Other defenses possibly exist. I would suggest speaking to an attorney experienced in landlord/tenant litigation for his or her thoughts. Once you determine what defenses you may have, contact the owner's attorney and make an offer to resolve the dispute. It will likely cost you thousands of dollars to litigate this matter; plus, the fact is that if you lose, you will probably have to not only pay your attorney, but the owner's attorney as well.

Q: I am being transferred and my wife and I have sold our home in Barrington. The sale is being handled by the relocation company and their attorney, who I don't believe has done much work in Illinois. Our buyer is asking that the 2022 real estate taxes be prorated at 135% of the last known (2020) tax bill. The attorney explained to me that our assessed valuation rose 36% from 2021 to 2022, hence the request.

Does the rise in assessed valuation automatically result in a similar rise in the tax bill? Any arguments I can make to counter this request?

A: Your real estate tax bill has three components prior to any exemptions being applied: the assessed valuation, the state multiplier and the tax rate. Multipliers and tax rates usually don't move much. The rise and fall of the assessed valuation of a property is usually the most significant factor in determining where your tax bill is heading.
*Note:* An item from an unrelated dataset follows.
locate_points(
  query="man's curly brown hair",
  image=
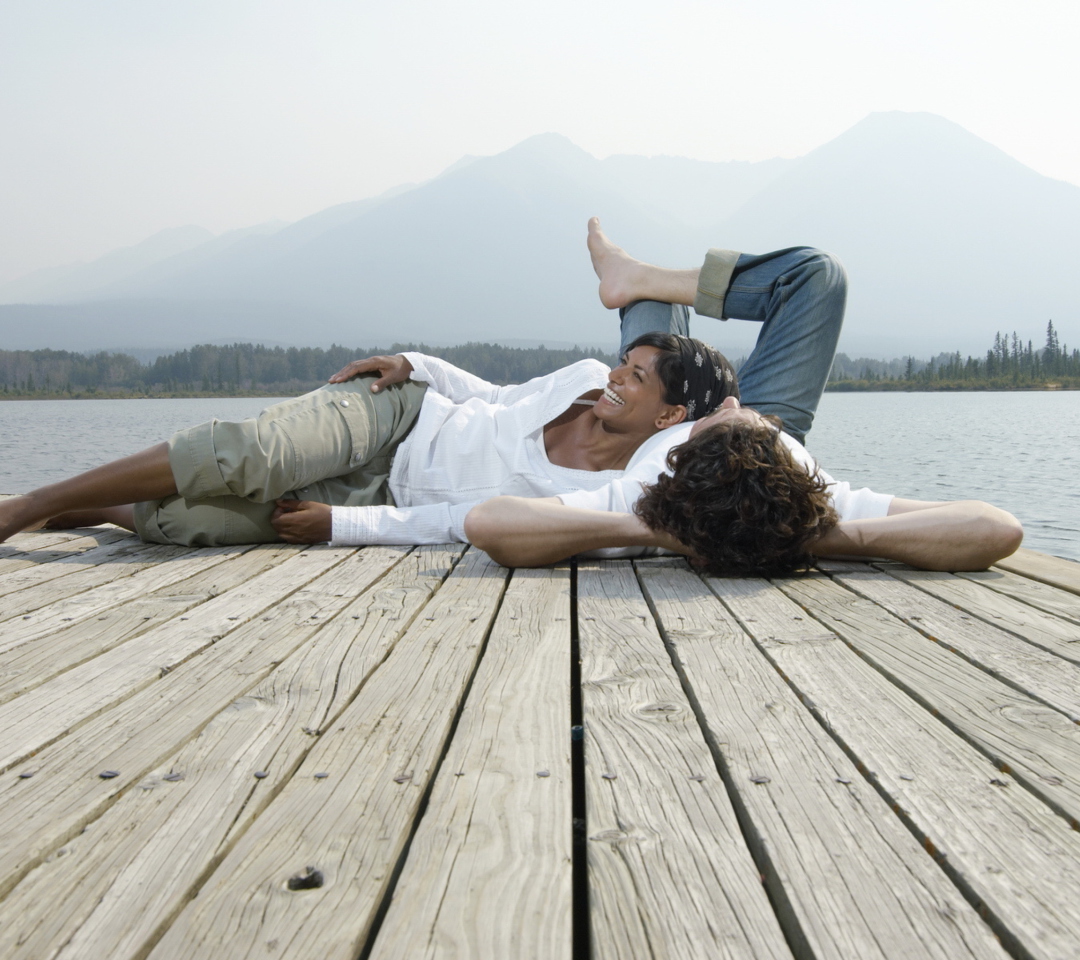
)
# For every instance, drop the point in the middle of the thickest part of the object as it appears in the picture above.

As you will be responsible for most if not all of the 2022 tax bill, it is not surprising your buyer wants to ensure that he or she receives a credit at closing sufficient to cover the actual tax bill. One popular way to avoid, at least temporarily, the large tax credit at closing would be to have your attorney hold, from the sales proceeds, the difference between a 135% tax credit and whatever credit you agree to give the buyer at closing. Then, once the 2022 tax bill comes out next year, determine your actual obligation and pay the buyer, from the escrow, the difference between the credit received by the buyer at closing and the actual 2022 tax obligation.